Parameter vector $\boldsymbol{\theta}$ (shape $(n+1) \times 1$):

$\boldsymbol{\theta} = \begin{pmatrix} \theta_0 \\ \theta_1 \\ \vdots \\ \theta_n \end{pmatrix}$

Target vector $\mathbf{y}$ (shape $m \times 1$):

$\mathbf{y} = \begin{pmatrix} y^{(1)} \\ y^{(2)} \\ \vdots \\ y^{(m)} \end{pmatrix}$

With this notation, all $m$ predictions are computed at once as:

$\hat{\mathbf{y}} = X\boldsymbol{\theta}$

The Normal Equation

The OLS solution in matrix form is called the Normal Equation:

$\boldsymbol{\theta} = (X^T X)^{-1} X^T \mathbf{y}$

This single formula gives the exact parameter vector that minimizes MSE across all training examples simultaneously.
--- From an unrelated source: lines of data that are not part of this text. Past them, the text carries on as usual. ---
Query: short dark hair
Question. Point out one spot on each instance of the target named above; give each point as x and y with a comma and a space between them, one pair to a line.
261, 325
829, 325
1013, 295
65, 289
No iterations, no learning rate.

Derivation sketch

The cost in matrix form is:

$J(\boldsymbol{\theta}) = \frac{1}{2m} \| X\boldsymbol{\theta} - \mathbf{y} \|^2$

Taking the gradient with respect to $\boldsymbol{\theta}$ and setting it to zero:

$\nabla_{\boldsymbol{\theta}} J = \frac{1}{m} X^T (X\boldsymbol{\theta} - \mathbf{y}) = \mathbf{0}$

Rearranging:

$X^T X \boldsymbol{\theta} = X^T \mathbf{y}$

$\boldsymbol{\theta} = (X^T X)^{-1} X^T \mathbf{y}$

These are called the normal equations.

Interpreting multiple coefficients

Each $\theta_j$ represents the change in $\hat{y}$ for a one-unit increase in $x_j$, holding all other features constant. This "all else equal" interpretation is important: the coefficients capture partial effects, not total effects.

For example, in a house price model:

• $\theta_1 = 0.10$ (size in sq ft): adding one sq ft increases price by $100, given fixed bedrooms, age, etc.
• $\theta_2 = 8.5$ (bedrooms): adding one bedroom increases price by $8,500, given fixed size, age, etc.

When $(X^TX)$ is not invertible

$(X^TX)$ is singular (cannot be inverted) in two situations:

1. Redundant features: e.g. including both size in sq ft and size in sq m — they are perfectly linearly dependent.
2. More features than examples: $n \geq m$.

In both cases, delete the redundant features or apply regularization (Ridge regression adds a term to $(X^TX)$ that guarantees invertibility — see the Regularization lesson).

Gradient descent with multiple features

Gradient descent extends naturally. The update rule for each parameter $\theta_j$ is:

$\theta_j \leftarrow \theta_j - \alpha \frac{1}{m} \sum_{i=1}^{m} (\hat{y}^{(i)} - y^{(i)}) \cdot x_j^{(i)}$

where by convention $x_0^{(i)} = 1$ for the intercept term. In matrix form this is simply:

$\boldsymbol{\theta} \leftarrow \boldsymbol{\theta} - \frac{\alpha}{m} X^T (X\boldsymbol{\theta} - \mathbf{y})$